O entorno das casas é recheado de microambientes. A loja sinaliza muito bem os departamentos, criando um zoneamento fácil de entender. O espaço kids & teens é um exemplo disso. Outra área que recebeu bastante espaço é a dos quartos e colchões, certamente pela boa rentabilidade dos produtos e grande concorrência nesse segmento.
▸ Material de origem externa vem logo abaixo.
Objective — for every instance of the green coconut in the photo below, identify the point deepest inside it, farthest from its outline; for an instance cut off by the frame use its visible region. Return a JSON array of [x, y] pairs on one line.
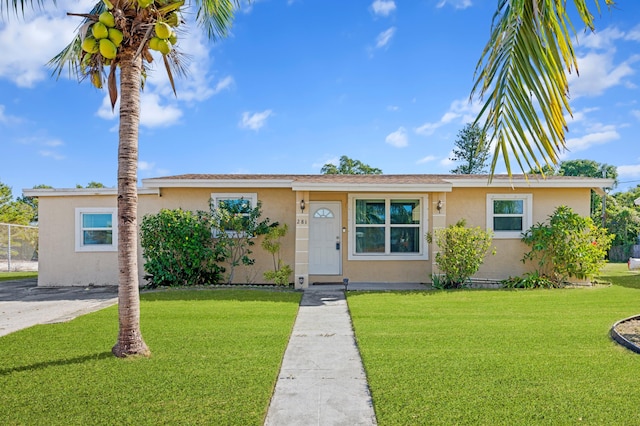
[[90, 45], [107, 49], [99, 30], [115, 36], [163, 30], [153, 43], [107, 18], [164, 47]]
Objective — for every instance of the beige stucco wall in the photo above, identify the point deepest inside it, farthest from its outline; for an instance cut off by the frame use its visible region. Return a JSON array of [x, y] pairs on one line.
[[61, 265]]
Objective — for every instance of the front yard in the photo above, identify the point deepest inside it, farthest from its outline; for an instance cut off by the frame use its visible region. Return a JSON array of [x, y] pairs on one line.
[[501, 357]]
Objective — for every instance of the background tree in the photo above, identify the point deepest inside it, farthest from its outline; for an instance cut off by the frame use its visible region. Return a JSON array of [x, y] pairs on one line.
[[92, 184], [33, 201], [115, 39], [347, 166], [15, 212], [522, 72], [471, 151]]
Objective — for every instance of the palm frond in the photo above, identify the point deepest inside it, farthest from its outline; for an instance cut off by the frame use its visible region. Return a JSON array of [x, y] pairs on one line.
[[522, 74], [215, 16], [18, 6]]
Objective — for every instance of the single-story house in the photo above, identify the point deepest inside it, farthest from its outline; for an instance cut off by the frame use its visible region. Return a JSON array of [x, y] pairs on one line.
[[367, 228]]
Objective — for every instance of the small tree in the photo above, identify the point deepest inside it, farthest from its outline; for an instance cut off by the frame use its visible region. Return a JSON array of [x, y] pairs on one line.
[[235, 225], [349, 166], [461, 252], [569, 245], [471, 151], [178, 249], [271, 243]]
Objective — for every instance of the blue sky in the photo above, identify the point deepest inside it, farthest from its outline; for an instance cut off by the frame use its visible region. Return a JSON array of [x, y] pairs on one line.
[[298, 84]]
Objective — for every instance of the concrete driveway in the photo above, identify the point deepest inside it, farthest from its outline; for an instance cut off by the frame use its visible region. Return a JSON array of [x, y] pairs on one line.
[[23, 304]]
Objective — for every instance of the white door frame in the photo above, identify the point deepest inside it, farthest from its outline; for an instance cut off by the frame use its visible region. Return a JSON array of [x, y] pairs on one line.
[[336, 208]]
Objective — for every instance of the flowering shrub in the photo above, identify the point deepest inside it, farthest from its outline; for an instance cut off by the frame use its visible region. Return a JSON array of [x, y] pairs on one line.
[[178, 249], [569, 245], [461, 252]]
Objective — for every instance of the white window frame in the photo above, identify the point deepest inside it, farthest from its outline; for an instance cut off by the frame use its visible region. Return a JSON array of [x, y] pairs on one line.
[[80, 246], [422, 254], [527, 214], [216, 196]]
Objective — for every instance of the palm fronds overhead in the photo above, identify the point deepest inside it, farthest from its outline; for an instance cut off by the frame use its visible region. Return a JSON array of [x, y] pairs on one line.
[[522, 75]]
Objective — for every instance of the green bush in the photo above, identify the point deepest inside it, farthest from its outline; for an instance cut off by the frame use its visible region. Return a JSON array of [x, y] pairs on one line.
[[179, 250], [271, 243], [529, 280], [569, 245], [236, 224], [461, 252]]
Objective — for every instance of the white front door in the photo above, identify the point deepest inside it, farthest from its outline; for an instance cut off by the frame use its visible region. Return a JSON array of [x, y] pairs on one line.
[[325, 238]]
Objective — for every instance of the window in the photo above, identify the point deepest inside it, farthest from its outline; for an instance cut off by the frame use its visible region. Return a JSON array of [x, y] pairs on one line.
[[387, 228], [235, 204], [509, 215], [96, 229]]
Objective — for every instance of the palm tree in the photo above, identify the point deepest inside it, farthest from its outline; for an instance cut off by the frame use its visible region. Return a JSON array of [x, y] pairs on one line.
[[521, 69], [133, 28]]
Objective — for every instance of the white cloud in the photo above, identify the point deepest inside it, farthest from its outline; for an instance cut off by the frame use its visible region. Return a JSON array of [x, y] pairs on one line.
[[598, 73], [458, 4], [155, 111], [51, 154], [629, 171], [460, 111], [426, 159], [399, 138], [601, 135], [145, 166], [383, 7], [256, 120], [384, 37]]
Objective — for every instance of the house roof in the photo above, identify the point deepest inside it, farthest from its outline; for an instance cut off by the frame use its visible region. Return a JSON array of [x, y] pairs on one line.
[[351, 183], [404, 183]]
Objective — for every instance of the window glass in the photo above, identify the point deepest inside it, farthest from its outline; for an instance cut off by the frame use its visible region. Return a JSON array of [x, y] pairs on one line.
[[96, 229], [97, 220], [405, 212], [508, 207], [507, 223], [97, 238], [388, 227], [369, 239], [405, 239], [370, 212]]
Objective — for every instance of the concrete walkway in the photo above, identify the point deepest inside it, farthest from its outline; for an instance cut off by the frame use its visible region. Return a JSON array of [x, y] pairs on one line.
[[322, 381], [24, 304]]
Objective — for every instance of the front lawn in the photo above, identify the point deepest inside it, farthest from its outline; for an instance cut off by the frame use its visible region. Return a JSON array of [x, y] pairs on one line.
[[215, 360], [501, 356]]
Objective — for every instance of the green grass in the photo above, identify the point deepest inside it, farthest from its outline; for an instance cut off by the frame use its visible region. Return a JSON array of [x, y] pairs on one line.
[[496, 357], [7, 276], [215, 360]]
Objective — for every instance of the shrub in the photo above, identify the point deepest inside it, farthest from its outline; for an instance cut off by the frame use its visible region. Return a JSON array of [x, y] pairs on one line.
[[529, 280], [461, 252], [569, 245], [178, 249], [235, 227], [271, 243]]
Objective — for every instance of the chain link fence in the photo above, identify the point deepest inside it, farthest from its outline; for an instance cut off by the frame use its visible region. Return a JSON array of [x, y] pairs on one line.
[[18, 248]]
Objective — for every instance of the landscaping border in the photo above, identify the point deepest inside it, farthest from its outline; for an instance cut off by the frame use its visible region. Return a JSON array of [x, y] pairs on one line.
[[620, 339]]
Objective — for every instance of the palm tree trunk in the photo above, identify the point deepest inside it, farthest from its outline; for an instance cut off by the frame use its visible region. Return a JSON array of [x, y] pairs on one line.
[[130, 340]]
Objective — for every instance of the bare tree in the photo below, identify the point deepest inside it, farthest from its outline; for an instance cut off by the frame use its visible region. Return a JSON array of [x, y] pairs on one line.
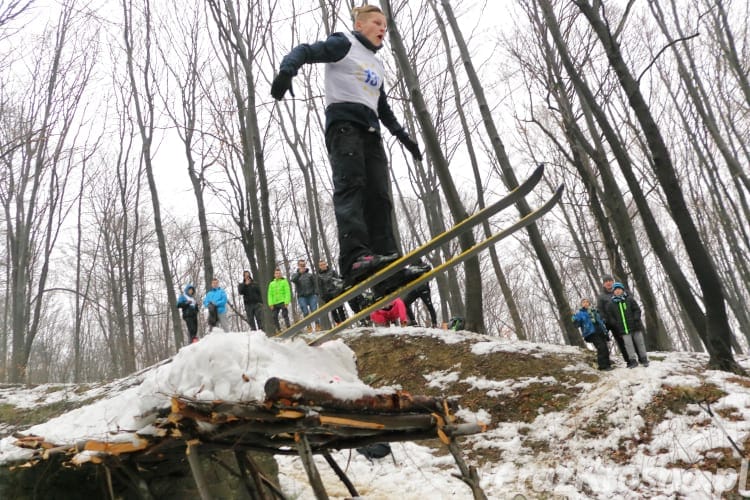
[[241, 32], [37, 166], [141, 77]]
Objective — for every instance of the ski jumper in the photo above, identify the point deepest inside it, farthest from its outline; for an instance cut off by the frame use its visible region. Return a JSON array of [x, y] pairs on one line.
[[356, 104]]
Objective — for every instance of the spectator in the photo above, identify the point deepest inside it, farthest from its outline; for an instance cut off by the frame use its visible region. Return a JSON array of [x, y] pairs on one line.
[[279, 298], [421, 292], [330, 287], [395, 313], [356, 104], [189, 306], [217, 298], [601, 304], [304, 283], [252, 300], [624, 316], [594, 331]]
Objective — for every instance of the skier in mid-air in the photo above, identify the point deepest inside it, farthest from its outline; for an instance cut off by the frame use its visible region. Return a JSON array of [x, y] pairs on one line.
[[356, 104]]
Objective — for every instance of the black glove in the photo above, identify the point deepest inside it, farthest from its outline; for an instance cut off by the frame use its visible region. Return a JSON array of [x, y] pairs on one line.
[[409, 144], [281, 84]]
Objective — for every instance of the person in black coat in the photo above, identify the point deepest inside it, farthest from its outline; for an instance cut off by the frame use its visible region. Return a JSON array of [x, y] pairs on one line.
[[624, 315], [252, 299], [601, 304], [421, 292], [189, 306]]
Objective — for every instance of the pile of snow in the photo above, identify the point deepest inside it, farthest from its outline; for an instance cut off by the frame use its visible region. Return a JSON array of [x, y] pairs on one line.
[[223, 366]]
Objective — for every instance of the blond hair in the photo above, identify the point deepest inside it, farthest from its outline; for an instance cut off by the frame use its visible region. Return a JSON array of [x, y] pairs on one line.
[[361, 13]]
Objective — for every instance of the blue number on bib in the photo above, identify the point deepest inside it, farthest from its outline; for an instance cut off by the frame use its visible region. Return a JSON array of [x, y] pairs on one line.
[[372, 78]]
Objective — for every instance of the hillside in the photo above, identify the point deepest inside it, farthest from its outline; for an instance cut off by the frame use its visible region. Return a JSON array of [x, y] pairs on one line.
[[556, 426]]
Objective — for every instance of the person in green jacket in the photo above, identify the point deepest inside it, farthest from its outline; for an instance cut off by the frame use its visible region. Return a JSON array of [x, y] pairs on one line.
[[279, 297]]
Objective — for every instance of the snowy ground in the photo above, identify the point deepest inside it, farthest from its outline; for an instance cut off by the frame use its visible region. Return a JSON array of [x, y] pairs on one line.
[[670, 458]]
O hardware utilizado para exposição de sofás e poltronas é inteligente, discreto e funcional, jamais passando a impressão de empilhamento e sobrecarga de mix. Existe oferta de acessórios para manutenção e limpeza dos móveis como produto agregado, bem expostos e organizados. O VM é bem explicativo e tem ícones que ajudam a identificar as características das peças expostas.
Como não poderia faltar, a loja disponibiliza customização de projetos numa bancada no meio do ambiente. Endless Aisle também é oferecido no setor dos tapetes, numa ferramenta intuitiva e funcional.
Como todo bom espaço de varejo físico, também existe uma área de alimentação e um espaço kids. Mas, ao contrário de muitos lugares, não é nada improvisado. O café está mais para um sports bar, com duas grandes TVs exibindo jogos, e cardápio com opções de bebidas alcóolicas e pratos diversos. Um ponto legal é poder descontar seu consumo no café das suas compras de móveis, no valor de até $50. Boa sacada para estimular o consumo. E tudo isso bem integrado ao setor de quadros, superestratégico para quem está sentado curtindo um café e se inspirando para comprar uma peça de arte. Esperto.
O espaço das crianças é enorme. Tem organização de entrada e limite de pessoas para o ambiente se manter saudável. Dentro, existem poltronas para os pais poderem acompanhar confortavelmente seus filhos menores.
Não posso deixar de mencionar os esforços da marca com as comunidades. Além de doações de colchões, trabalha em parceria com diversas ONGs para fornecer projetos e mobiliários a orfanatos, vítimas dos incêndios na Califórnia e veteranos de guerras.
Talvez alguém que conheça a loja e leia este artigo possa até pensar: “Nossa, nunca vi nada de mais nessa loja”. De fato, em comparação com as marcas que citei anteriormente, a Living Spaces não é melhor em nenhum daqueles pontos. Na minha visão, porém, ela consegue harmonizar diversos elementos de uma boa jornada de maneira criativa, simples e funcional.
Precisa mais que isso? What a twist.
Escrito por Zeh Henrique Rodrigues, sócio-diretor de Estratégias de Branding e Varejo da Brainbox.